It doesn't need to have a cutting-edge processor or tons of RAM and storage space or a 120hz screen or razor-thin bezels or a studio-worthy camera, yet somehow all these things are prioritized on the market over a basic, reliable phone.
Hardware projects live and die on scale. The engineering and tooling costs are a similar order of magnitude whether you make 1000 phones or 1,000,000. If you can guarantee that you have an accessible market for a million devices, then you're starting to get into the region of scale where this would be an OK idea.
Mind you, that's a million users who are cool with all the design tradeoffs you had to make to ingress protection, software performance with modern android, and form factor in order to get your desirable characteristic.
The Punkt MP02 is at roughly the price point and "niche-ness" as the product you describe here, and that sold for almost $400. They could afford to build in about the same amount of functionality as a Nokia brick of yore (but with 4G radios!) for that price.
EDIT: I forgot to check the "removable battery" checkbox; with it you get zero matching phones. Maybe you should've checked that before assuming GP just can't search.
Not to end on such a negative note, foregoing a maimum height and the removable battery, Sony's Xperia 5 and 10 fit the rest of the requirements and are very good phones. Hard to find for sale in the last few years, though.
But I main the $900 pixel.
They are so similar its weird, but Motorola was slow with snapchat and the keyboard some time.
As a wifi internet device it would work but I'm not sure that's what OP is going for.
Can we do 2010s phones with 2020s battery tech and modems please?
https://developer.sony.com/open-source/aosp-on-xperia-open-d...
> Note: New devices XQ-CT62 (1Ⅳ US variant) and XQ-CQ62 (5Ⅳ US variant) do not support bootloader unlock.
https://xdaforums.com/t/unlock-bootloader-and-root-guide-xpe...
Banks don't need to know if I unlocked my bootloader.
I can't even use the Waymo app either.
The problem is that app makers are lazy.
They absolutely do not have any need to know anything about my bootloader or OS version or safety net or otherwise. It's certainly true that it is within the realm of physical possibility for them to put that information to good use in a responsible manner if they had access to it. But being able to make use of something is not the same as a legitimate need.
For example, you have to say or otherwise signal that you authorize the transaction to x person for y amount on z date.
I kind of do it with my tenants when I record a video walk through at the beginning and end of the lease to serve as proof of damages. I could use a checklist on paper and a signature, but I feel like a video is better evidence for me.
If the process requires anything beyond "internet access" I'm not purchasing the device.
Pinephone and Librem 5 (my daily driver) do not have a locked bootloader in the first place. They are just little (GNU/)Linux computers.

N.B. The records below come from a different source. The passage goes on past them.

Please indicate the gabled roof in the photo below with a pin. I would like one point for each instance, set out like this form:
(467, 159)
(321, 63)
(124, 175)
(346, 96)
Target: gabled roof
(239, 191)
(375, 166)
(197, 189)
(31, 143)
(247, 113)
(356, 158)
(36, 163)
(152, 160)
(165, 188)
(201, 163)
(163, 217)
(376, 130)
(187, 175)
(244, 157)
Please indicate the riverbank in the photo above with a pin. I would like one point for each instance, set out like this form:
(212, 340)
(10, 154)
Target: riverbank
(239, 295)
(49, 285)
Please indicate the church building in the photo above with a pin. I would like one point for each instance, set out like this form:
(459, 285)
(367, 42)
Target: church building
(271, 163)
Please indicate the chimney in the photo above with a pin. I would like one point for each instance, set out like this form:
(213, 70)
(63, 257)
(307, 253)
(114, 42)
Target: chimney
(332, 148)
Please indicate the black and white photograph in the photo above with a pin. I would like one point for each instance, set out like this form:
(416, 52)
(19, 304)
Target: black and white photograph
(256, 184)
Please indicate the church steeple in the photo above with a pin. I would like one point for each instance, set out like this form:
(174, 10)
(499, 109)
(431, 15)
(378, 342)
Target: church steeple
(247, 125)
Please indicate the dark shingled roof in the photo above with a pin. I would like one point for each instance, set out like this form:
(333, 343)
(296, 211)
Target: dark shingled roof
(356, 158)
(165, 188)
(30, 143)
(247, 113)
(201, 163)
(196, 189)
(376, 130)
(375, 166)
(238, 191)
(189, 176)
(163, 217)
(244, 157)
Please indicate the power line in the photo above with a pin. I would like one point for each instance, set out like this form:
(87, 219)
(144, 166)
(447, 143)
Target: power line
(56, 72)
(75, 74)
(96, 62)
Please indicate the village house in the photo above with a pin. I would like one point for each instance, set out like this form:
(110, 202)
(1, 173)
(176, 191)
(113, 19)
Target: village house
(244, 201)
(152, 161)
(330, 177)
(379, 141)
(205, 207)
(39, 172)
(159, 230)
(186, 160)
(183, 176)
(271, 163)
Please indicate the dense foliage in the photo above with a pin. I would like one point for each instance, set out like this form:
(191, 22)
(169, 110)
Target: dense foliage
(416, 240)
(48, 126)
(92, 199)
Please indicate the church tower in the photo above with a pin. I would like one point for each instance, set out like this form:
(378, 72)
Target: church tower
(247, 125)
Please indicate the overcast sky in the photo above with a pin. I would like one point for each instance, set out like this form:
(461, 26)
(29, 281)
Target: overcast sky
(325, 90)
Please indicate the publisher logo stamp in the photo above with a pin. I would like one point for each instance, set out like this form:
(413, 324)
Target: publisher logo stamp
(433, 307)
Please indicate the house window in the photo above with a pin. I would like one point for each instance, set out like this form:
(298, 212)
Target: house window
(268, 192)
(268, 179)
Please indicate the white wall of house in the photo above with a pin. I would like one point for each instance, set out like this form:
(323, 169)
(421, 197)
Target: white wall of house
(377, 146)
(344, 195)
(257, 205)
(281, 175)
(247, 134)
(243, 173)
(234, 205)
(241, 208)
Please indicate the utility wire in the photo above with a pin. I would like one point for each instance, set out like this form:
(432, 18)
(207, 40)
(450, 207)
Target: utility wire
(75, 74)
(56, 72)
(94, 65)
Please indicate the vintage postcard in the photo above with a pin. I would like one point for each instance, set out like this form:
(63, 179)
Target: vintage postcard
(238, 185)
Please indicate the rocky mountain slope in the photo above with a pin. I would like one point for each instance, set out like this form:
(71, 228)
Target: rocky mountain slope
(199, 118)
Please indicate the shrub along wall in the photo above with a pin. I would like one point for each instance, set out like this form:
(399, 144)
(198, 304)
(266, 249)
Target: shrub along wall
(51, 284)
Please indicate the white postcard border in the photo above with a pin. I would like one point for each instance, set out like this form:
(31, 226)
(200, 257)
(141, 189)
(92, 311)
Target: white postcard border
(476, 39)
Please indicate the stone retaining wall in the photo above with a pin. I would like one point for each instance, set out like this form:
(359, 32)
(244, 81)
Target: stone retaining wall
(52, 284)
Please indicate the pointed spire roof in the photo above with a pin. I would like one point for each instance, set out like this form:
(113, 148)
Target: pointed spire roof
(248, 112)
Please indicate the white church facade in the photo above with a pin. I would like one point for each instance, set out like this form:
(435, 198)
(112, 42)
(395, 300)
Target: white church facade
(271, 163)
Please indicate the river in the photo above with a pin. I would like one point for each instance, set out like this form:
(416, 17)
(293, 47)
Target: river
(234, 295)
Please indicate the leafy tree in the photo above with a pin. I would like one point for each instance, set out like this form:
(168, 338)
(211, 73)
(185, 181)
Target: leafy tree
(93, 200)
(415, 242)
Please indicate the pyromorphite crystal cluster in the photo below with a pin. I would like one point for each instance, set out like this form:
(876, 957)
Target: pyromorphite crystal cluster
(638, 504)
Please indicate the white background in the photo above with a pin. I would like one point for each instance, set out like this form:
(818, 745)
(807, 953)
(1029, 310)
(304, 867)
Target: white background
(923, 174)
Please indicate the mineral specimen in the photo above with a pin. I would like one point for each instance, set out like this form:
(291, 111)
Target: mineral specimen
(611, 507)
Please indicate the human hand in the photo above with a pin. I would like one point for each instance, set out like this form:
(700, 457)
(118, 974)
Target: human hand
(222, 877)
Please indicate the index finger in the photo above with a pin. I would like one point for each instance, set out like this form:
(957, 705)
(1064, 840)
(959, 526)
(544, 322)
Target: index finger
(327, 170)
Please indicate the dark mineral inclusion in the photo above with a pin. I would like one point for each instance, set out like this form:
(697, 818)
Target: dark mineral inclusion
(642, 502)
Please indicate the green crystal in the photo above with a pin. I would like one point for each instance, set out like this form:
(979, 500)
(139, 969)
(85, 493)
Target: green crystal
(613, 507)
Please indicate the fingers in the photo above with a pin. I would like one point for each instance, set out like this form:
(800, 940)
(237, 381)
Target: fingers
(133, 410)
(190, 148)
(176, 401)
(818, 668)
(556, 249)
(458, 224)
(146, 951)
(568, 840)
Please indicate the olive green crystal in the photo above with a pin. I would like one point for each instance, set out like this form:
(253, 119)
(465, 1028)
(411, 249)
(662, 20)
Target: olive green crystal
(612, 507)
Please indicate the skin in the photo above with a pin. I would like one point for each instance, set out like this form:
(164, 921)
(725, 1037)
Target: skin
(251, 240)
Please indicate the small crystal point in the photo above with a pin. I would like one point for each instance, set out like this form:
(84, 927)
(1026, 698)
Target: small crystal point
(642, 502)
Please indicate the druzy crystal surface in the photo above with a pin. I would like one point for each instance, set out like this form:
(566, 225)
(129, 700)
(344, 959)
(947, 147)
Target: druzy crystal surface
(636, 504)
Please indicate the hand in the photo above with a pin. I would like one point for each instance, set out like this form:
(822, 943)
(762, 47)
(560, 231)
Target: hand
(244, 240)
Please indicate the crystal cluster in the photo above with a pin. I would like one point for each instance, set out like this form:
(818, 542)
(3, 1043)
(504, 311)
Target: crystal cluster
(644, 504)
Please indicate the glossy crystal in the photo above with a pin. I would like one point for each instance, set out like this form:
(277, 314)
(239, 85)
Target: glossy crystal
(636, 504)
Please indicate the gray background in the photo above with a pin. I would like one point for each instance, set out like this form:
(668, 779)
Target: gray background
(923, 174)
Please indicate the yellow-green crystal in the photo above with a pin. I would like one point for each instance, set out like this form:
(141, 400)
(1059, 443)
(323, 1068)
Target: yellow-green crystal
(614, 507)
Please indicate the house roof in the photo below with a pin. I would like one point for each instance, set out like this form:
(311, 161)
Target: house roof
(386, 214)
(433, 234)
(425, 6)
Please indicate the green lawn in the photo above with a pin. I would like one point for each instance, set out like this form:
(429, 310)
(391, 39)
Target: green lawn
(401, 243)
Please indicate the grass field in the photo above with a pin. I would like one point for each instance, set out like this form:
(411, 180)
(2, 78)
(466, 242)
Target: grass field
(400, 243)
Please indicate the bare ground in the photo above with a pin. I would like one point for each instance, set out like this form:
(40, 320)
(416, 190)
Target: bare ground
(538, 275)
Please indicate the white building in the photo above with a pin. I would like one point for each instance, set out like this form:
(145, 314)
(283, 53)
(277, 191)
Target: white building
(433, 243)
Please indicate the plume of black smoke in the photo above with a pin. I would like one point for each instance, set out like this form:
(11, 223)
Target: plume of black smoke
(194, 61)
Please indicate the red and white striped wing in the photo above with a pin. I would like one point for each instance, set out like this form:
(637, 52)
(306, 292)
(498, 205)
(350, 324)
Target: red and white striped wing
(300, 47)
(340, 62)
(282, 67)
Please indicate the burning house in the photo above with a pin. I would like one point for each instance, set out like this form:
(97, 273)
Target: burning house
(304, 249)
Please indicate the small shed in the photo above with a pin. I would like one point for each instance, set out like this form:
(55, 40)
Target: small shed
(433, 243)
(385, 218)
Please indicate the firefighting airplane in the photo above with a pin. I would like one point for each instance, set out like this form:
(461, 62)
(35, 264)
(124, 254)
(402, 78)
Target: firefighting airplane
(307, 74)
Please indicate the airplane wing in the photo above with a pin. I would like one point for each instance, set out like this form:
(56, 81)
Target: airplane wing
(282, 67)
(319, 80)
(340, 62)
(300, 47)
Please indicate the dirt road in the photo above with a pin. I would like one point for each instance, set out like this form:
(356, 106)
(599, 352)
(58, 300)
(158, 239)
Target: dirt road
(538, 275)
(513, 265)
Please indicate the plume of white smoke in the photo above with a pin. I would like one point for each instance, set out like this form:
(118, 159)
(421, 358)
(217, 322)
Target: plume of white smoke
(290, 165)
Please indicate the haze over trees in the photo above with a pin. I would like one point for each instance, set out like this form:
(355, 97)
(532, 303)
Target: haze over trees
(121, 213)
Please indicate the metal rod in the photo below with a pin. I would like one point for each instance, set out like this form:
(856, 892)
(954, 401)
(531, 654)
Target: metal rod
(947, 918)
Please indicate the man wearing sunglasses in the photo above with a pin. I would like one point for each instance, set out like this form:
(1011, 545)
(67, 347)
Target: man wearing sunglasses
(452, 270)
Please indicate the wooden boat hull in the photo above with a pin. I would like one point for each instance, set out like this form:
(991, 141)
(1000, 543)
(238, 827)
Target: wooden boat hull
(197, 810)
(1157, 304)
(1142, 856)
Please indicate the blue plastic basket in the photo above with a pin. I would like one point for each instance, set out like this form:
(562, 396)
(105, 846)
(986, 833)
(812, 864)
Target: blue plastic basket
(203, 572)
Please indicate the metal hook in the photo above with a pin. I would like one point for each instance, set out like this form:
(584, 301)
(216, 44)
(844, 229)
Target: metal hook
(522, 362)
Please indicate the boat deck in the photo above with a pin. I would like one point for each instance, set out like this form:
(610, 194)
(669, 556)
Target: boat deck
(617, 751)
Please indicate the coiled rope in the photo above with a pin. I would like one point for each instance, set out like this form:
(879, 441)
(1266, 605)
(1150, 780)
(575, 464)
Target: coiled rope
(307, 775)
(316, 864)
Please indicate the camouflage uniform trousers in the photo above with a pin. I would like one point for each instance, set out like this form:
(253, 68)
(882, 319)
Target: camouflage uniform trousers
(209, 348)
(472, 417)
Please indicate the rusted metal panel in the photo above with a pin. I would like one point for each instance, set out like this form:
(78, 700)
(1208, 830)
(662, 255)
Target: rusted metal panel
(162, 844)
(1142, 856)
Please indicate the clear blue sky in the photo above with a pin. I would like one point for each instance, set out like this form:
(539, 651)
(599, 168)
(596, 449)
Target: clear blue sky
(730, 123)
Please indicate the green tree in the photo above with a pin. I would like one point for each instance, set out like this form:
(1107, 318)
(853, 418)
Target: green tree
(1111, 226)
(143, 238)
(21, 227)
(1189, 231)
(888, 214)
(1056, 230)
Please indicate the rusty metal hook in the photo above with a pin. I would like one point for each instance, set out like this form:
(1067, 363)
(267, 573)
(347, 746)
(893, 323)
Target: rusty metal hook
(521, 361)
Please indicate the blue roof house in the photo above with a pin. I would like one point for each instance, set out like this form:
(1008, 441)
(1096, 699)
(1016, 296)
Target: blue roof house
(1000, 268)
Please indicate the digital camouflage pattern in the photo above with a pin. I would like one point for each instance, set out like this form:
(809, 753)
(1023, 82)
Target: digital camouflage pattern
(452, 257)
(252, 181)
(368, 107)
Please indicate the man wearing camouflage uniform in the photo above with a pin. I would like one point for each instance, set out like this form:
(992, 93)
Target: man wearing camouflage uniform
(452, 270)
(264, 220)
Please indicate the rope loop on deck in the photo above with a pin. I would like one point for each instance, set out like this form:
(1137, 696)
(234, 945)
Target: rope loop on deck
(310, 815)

> "I want a CPU that isn't crap while being expensive"
> "I don't want to pay full flagship prices for sub flagship performance"
Adding my own experience: the battery life is also atrocious[0] and simply running a software update on a completely stock librem 5[1] managed to send it into an infinite boot loop that I was only able to recover from by flashing the factory image.
[0] Sitting on a shelf, with the screen off, not connected to cellular networks, not being used at all except to check the battery % periodically throughout the day: I got ~11 hours of battery life. My pixel 10 has been operating under the same conditions for 4 days and is still at 71% battery life (I'm intentionally draining it down to ~50% for long term storage while I wait for the bootloader to unlock in 2 years).
[1] The phone had been sitting on a shelf gathering dust for years. No software had been installed, no accounts had been set up, it had never actually been used as a phone. Could not get more "stock" than that.
First, it is a flagship GNU/Linux phone. Second, https://puri.sm/posts/the-danger-of-focusing-on-specs/
> I got ~11 hours of battery life
Looks like you didn't enable the suspend. Later updates brought it to >20 hours.
> simply running a software update on a completely stock librem 5[1] managed to send it into an infinite boot loop that I was only able to recover from by flashing the factory image.
When was it? I never experienced this. It could be a problem in the first years though. Current PureOS Crimson is stable.
This was with the default settings after flashing Crimson (which I did to recover from the infinite boot loop), so if there is some active step that needs to be taken to enable suspend, then I had not done it.
> When was it?
This was within the past month. I see two possible reasons you didn't run into it:
1) You have been applying the updates as they come out, whereas I took a dusty phone that hadn't been turned on in years and ran the update.
2) You were already on crimson, so maybe they only broke byzantium (or whatever version it was on from years of sitting unused and then hitting update in the software center).
This is strange. See this post concerning the battery life: https://puri.sm/posts/librem-5-battery-life-improved-by-100/. Have you updated the modem firmware?
You are right, I have case 1). It is quite likely that Byzantium is (was) much less stable, as it required a lot of hacks and relied on a very old Debian version.